Amy Latham lost four stone in five months (Photo: Supplied)

“I think to correct the path we’re going down we need to do for obesity rates what we did for Covid. Everyone pulled together and made sacrifices in the name of public health because it was an emergency. This is an emergency, too.”

So if people don’t care about Ozempic face, why shouldn’t everyone take it? What is the catch? Why shouldn’t everyone just take it? Here it is, and it’s not a saggy face: semaglutide will not fix a disordered relationship with eating. It will not break a psychological or physical addiction to ultra-processed food, (the real villain here, by the way). It will make you less hungry while you are taking it, but only while you are taking it. In clinical trials, semaglutide patients put back on two thirds of the weight that they had lost, in the year after finishing their course.
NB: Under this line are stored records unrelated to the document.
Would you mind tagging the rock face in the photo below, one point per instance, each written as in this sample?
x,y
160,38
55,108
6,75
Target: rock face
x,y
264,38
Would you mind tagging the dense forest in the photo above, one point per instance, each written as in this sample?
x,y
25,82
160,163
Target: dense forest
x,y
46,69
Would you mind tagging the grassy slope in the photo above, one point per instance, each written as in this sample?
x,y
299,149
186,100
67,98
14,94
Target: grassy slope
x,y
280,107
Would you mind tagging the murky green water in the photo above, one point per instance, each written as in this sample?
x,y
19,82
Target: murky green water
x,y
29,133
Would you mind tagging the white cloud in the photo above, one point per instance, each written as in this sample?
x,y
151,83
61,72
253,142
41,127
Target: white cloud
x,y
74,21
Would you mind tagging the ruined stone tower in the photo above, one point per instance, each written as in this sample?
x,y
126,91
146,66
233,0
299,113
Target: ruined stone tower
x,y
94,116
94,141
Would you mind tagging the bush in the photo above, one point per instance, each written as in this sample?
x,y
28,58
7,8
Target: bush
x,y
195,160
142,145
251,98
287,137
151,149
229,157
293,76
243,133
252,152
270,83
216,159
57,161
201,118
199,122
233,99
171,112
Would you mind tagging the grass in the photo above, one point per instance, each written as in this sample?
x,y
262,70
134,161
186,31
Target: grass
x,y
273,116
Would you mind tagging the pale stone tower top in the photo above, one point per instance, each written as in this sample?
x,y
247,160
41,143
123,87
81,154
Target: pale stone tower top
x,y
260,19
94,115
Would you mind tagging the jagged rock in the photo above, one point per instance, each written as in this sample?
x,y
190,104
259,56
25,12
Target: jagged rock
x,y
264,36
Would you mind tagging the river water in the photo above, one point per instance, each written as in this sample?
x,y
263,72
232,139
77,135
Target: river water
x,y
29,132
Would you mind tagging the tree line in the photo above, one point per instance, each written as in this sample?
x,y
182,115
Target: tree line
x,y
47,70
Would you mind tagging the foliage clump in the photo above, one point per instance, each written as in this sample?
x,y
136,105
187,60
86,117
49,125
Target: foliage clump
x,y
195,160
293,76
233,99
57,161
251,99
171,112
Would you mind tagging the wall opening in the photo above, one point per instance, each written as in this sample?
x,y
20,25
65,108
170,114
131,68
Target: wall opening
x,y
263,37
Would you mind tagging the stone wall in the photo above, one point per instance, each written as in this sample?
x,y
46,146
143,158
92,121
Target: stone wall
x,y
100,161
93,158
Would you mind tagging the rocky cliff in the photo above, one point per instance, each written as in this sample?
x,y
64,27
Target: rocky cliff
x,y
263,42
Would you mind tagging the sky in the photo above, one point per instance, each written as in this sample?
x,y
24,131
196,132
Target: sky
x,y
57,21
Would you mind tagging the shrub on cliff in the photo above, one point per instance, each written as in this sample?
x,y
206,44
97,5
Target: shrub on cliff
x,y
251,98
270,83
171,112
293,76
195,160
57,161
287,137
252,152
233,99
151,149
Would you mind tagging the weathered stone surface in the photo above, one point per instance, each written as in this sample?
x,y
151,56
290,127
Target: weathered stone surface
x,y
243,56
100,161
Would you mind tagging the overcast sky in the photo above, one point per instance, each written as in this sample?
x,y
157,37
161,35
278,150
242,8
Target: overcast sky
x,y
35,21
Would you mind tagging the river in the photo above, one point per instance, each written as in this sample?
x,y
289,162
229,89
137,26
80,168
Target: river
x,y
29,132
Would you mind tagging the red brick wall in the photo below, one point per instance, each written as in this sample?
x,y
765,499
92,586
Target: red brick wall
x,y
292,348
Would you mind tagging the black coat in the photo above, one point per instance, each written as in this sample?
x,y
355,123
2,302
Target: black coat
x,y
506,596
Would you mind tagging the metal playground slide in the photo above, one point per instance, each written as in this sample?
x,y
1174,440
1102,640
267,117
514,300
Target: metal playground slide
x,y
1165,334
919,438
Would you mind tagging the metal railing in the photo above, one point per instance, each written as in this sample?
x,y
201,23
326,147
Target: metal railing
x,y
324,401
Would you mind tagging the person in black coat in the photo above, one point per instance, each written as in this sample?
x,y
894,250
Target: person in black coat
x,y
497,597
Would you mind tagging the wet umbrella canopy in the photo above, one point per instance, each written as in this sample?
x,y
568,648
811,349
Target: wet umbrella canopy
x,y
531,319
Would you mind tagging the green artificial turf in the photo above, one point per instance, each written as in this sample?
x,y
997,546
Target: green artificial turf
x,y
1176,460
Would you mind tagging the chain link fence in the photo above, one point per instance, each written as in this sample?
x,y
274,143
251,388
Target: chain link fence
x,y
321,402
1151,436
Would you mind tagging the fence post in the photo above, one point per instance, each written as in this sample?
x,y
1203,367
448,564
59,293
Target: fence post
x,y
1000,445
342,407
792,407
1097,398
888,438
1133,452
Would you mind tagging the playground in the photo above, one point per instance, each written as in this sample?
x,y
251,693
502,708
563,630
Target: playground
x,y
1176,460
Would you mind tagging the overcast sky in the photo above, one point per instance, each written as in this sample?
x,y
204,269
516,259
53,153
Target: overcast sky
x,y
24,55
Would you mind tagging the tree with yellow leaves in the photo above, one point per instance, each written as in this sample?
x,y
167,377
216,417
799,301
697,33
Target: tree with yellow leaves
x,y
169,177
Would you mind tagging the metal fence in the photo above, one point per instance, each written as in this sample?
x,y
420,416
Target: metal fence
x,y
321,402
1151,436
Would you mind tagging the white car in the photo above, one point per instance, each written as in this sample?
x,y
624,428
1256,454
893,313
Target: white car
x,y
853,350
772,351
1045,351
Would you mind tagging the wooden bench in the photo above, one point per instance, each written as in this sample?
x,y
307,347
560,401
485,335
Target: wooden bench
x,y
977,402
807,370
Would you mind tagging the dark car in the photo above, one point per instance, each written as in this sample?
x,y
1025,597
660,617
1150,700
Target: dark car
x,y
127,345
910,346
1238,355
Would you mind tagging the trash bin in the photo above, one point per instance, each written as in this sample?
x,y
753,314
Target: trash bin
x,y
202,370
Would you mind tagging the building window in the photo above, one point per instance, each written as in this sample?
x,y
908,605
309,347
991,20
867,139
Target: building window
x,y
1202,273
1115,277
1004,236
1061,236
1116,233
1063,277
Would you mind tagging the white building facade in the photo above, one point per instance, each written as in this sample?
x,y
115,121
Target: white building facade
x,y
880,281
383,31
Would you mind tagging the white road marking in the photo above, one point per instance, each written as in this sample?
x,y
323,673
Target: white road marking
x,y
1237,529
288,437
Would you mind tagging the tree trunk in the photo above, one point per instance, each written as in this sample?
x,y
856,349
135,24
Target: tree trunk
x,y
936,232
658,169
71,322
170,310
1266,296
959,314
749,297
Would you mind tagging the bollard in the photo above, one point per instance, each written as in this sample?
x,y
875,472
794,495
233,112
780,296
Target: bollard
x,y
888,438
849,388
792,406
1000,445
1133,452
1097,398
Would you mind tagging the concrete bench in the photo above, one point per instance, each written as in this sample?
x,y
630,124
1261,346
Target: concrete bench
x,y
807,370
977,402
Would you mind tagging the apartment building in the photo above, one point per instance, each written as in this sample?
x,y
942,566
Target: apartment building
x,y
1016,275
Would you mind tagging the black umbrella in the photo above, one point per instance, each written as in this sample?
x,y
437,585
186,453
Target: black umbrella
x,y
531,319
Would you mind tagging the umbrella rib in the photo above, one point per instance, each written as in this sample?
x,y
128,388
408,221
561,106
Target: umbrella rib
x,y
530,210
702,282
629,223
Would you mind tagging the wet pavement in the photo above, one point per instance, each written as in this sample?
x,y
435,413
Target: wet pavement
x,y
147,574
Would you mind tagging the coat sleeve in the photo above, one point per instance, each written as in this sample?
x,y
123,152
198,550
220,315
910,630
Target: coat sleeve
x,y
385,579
Dr Hameed also thinks that with patients using private prescriptions without medical guidance, there might be a potential to not only regain the weight they lost but then put on more. “I have seen patients come off semaglutide and experience really voracious hunger,” she says.

That sort of hormone-driven, off-kilter hunger is overwhelming and “willpower” doesn’t really come into it. In addition, there have been reports that pressure on stocks of Ozempic means pharmacies cannot fill prescriptions for diabetics.

Soaring obesity rates are a public health problem that can’t be fixed with semaglutide alone, and those looking to speed up a pre-summer diet should approach with caution. But it is undeniable that this new golden drug will bring countless people back from the brink of diabetes, heart attacks, strokes and a clutch of cancers. It’s very hard to see the downside in that.